[Adding functionality] Hessian and Fisher Information vector products

Hi,

I implemented Hessian and Fisher Information matrix (FIM) vector products and was wondering if there’d be interest in adding this functionality. The FIM products are optimized, in the sense that they analytically compute the Hessian matrix of the logarithm of the loss wrt. the output layer for a set of commonly used losses.

Best,
P.
Edit: Tagging you in
@smth, @apaszke

Editing for posterity since no one wants to discuss how to submit this PR.

import numpy as np
import torch

def _check_param_device(param, old_param_device):
    r"""This helper function is to check if the parameters are located
    in the same device. Currently, the conversion between model parameters
    and single vector form is not supported for multiple allocations,
    e.g. parameters in different GPUs, or mixture of CPU/GPU.

    Arguments:
        param ([Tensor]): a Tensor of a parameter of a model
        old_param_device (int): the device where the first parameter of a
                                model is allocated.

    Returns:
        old_param_device (int): report device for the first time
    """

    # Meet the first parameter
    if old_param_device is None:
        old_param_device = param.get_device() if param.is_cuda else -1
    else:
        warn = False
        if param.is_cuda:  # Check if in same GPU
            warn = (param.get_device() != old_param_device)
        else:  # Check if in CPU
            warn = (old_param_device != -1)
        if warn:
            raise TypeError('Found two parameters on different devices, '
                            'this is currently not supported.')
    return old_param_device


def vector_to_parameter_list(vec, parameters):
    r"""Convert one vector to the parameter list

    Arguments:
        vec (Tensor): a single vector represents the parameters of a model.
        parameters (Iterable[Tensor]): an iterator of Tensors that are the
            parameters of a model.
    """
    # Ensure vec of type Tensor
    if not isinstance(vec, torch.Tensor):
        raise TypeError('expected torch.Tensor, but got: {}'
                        .format(torch.typename(vec)))
    # Flag for the device where the parameter is located
    param_device = None
    params_new = []
    # Pointer for slicing the vector for each parameter
    pointer = 0
    for param in parameters:
        # Ensure the parameters are located in the same device
        param_device = _check_param_device(param, param_device)

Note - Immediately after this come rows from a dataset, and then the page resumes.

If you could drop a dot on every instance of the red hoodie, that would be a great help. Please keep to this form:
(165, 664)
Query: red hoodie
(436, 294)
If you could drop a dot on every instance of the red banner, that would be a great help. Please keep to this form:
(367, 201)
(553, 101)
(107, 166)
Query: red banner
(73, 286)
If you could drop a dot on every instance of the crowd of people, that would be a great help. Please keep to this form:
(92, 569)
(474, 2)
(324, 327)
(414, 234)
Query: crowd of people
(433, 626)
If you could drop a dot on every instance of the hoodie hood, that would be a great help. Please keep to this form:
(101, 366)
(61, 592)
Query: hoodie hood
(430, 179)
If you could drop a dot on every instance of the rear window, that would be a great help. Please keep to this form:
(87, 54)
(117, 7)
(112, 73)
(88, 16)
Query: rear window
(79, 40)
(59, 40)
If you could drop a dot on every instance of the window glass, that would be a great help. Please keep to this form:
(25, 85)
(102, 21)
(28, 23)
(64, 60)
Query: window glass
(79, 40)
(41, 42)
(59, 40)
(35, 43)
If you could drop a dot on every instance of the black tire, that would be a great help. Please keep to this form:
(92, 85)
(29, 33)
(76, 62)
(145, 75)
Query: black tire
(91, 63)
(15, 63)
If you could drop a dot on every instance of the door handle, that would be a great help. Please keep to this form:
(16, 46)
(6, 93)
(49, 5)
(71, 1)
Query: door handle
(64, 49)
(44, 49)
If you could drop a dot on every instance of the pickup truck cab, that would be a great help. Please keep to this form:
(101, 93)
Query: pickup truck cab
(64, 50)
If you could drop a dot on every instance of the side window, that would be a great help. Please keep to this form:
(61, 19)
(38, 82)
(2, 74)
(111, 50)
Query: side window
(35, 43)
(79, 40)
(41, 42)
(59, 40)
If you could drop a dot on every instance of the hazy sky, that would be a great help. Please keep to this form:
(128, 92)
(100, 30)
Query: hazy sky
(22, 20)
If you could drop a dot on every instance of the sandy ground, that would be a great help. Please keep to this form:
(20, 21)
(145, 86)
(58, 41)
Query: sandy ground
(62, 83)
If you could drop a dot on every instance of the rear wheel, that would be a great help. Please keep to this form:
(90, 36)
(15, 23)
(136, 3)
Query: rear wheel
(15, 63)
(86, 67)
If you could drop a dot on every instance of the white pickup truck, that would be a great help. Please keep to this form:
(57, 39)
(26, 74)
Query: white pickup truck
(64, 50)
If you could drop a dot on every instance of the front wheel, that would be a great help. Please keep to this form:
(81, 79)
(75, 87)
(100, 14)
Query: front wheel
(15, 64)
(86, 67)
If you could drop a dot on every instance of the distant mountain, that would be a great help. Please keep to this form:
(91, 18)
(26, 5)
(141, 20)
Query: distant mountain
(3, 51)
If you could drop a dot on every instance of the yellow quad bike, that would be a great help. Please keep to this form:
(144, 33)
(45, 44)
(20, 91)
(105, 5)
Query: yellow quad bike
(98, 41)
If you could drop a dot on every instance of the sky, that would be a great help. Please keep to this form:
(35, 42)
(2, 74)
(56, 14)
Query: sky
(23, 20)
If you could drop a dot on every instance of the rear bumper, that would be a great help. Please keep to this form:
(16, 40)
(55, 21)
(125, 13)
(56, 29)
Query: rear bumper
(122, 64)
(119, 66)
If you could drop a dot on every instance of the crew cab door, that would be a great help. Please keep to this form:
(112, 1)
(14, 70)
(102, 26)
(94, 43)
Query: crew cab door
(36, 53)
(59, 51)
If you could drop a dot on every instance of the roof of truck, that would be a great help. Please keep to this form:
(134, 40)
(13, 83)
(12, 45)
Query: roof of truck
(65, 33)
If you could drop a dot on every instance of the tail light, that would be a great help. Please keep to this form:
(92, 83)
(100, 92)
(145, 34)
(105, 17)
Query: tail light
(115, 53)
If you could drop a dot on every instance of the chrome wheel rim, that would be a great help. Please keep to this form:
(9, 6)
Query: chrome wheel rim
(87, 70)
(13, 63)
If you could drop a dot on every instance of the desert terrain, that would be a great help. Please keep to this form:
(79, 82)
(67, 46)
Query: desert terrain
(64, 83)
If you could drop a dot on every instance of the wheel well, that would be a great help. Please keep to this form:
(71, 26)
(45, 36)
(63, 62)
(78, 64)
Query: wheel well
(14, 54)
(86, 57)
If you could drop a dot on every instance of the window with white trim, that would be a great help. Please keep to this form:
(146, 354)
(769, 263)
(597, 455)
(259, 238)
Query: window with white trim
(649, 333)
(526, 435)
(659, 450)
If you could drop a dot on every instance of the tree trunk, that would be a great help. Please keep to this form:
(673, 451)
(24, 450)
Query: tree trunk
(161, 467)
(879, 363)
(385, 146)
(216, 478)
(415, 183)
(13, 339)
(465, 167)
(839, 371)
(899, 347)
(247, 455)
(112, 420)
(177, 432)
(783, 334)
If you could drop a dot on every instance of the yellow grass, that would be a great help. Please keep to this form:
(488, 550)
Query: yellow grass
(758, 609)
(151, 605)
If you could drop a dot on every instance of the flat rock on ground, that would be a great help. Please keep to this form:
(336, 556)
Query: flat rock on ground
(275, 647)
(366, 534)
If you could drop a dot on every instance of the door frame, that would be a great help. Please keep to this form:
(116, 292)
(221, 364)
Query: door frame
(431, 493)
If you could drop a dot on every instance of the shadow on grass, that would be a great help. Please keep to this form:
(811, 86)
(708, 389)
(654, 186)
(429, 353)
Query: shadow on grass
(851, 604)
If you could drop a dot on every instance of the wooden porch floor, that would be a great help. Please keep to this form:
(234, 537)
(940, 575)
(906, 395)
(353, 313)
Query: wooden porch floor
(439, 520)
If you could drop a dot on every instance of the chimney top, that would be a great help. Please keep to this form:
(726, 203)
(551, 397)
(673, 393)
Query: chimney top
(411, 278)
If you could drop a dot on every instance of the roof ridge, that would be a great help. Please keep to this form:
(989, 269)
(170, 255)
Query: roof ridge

        # The length of the parameter
        num_param = param.numel()
        # Slice the vector, reshape it, and replace the old data of the parameter
        param_new = vec[pointer:pointer + num_param].view_as(param).data
        params_new.append(param_new)
        # Increment the pointer
        pointer += num_param

    return list(params_new)


def Rop(ys, xs, vs):
    if isinstance(ys, tuple):
        ws = [torch.tensor(torch.zeros_like(y), requires_grad=True) for y in ys]
    else:
        ws = torch.tensor(torch.zeros_like(ys), requires_grad=True)

    gs = torch.autograd.grad(ys, xs, grad_outputs=ws, create_graph=True, retain_graph=True, allow_unused=True)
    re = torch.autograd.grad(gs, ws, grad_outputs=vs, create_graph=True, retain_graph=True, allow_unused=True)
    return tuple([j.detach() for j in re])


def Lop(ys, xs, ws):
    vJ = torch.autograd.grad(ys, xs, grad_outputs=ws, create_graph=True, retain_graph=True, allow_unused=True)
    return tuple([j.detach() for j in vJ])


def HesssianVectorProduct(f, x, v):
    df_dx = torch.autograd.grad(f, x, create_graph=True, retain_graph=True)
    Hv = Rop(df_dx, x, v)
    return tuple([j.detach() for j in Hv])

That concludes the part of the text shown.